Mynarski from Fitesa said that the new production line is expected to be put into operation in the second quarter of 2020. She said: “Southeast Asia is not only one of the fastest-growing markets in the world, but many important hygiene product manufacturers are also investing here. We firmly believe it is very important for customers to maintain closer relationships, and the Southeast Asian market is the next step to consolidate this position.”
 
Mynarski added that as a developing market, the main growth drivers in Southeast Asia are still economic development and urbanization, and the penetration rate of diapers here is still very low. “Under such circumstances, economic and political uncertainty remains the key challenge to achieve growth.
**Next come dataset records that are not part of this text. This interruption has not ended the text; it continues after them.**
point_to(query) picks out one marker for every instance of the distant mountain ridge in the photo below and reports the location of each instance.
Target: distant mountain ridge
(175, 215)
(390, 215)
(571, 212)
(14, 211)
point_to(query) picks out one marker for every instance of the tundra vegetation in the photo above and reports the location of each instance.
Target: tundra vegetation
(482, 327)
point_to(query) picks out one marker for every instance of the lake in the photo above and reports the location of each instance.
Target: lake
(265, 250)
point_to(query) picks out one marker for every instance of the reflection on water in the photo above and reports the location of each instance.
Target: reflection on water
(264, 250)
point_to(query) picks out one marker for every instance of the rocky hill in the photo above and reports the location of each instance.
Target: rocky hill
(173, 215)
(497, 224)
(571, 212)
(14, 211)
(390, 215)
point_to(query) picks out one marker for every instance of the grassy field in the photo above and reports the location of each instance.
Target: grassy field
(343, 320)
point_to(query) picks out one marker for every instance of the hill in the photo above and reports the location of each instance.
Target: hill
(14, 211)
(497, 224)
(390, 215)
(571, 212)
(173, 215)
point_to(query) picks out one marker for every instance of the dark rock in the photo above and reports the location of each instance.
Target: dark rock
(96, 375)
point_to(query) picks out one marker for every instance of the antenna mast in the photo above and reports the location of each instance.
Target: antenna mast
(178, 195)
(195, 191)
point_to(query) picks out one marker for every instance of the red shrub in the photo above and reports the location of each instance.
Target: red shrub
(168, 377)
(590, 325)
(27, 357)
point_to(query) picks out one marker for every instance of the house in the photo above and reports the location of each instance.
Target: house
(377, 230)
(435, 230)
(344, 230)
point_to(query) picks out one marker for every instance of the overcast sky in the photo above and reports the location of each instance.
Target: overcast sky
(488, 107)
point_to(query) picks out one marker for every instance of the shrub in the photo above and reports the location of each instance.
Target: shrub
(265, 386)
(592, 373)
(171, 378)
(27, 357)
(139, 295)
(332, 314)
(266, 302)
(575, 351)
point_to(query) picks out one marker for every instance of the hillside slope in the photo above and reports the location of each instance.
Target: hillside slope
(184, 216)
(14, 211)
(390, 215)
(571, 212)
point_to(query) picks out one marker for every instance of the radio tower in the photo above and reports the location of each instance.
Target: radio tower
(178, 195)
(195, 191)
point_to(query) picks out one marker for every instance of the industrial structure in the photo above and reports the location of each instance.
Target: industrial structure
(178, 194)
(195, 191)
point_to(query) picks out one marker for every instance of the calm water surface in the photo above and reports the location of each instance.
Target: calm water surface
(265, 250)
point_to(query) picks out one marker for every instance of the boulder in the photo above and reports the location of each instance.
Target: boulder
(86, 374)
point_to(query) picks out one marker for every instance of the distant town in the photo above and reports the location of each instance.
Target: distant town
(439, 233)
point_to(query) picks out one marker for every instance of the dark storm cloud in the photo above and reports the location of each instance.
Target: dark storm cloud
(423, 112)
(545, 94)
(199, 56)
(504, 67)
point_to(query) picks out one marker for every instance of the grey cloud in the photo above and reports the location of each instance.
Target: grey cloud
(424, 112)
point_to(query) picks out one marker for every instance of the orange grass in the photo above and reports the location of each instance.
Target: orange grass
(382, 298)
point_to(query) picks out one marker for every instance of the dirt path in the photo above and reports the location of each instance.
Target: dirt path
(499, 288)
Another important challenge is the balance between management costs and innovative functions. In fact, this has become an important driving force for our innovation center to develop solutions that can be effectively adopted by customers and can bear fruit outside the laboratory.”
 
At the same time, Asahi Kasei Spunbond Thailand (AKST) added a new production line to expand its spunbond nonwovens production capacity in Thailand. The third production line will increase the total production capacity by 15,000 tons per year. The total output of the plant is 50,000 tons. Since entering the spunbond nonwovens field in 1973, Asahi Kasei’s Eltas spunbond nonwovens products are widely used in disposable diapers and other hygiene products, automobiles and other industrial applications. Asahi Kasei has expanded its spunbond nonwovens business in two production bases in Japan and Thailand since 2012.
 
AKST started operating a second production line in 2016 to meet the demand for spunbond nonwovens in the rapidly growing Asian diaper market. The third production line will further enhance AKST’s ability to enhance competitiveness with higher product performance, quality and cost, and meet the growing demand. The production line is expected to be launched in July 2021.
 
Asahi Kasei Asia Pacific (AKAP), another branch of Asahi Kasei, started operations last year and is the regional headquarters of Asahi Kasei in the ASEAN region.
 
Asahi Kasei currently has 16 entities in five ASEAN countries. The company said that with steady population growth and continued economic expansion, ASEAN is not only an important manufacturing region, but is also becoming a key market. The Asahi Kasei Group’s regional headquarters in the ASEAN region will enable the region’s increasingly diverse and complex risks to be effectively managed.
 
AKAP is located in Bangkok, Thailand. It will strengthen marketing and management functions, support the operation of each entity enterprise, develop human resources, promote coordination between different entities and improve operational levels, thereby promoting the business development of Asahi Kasei Group in the ASEAN region.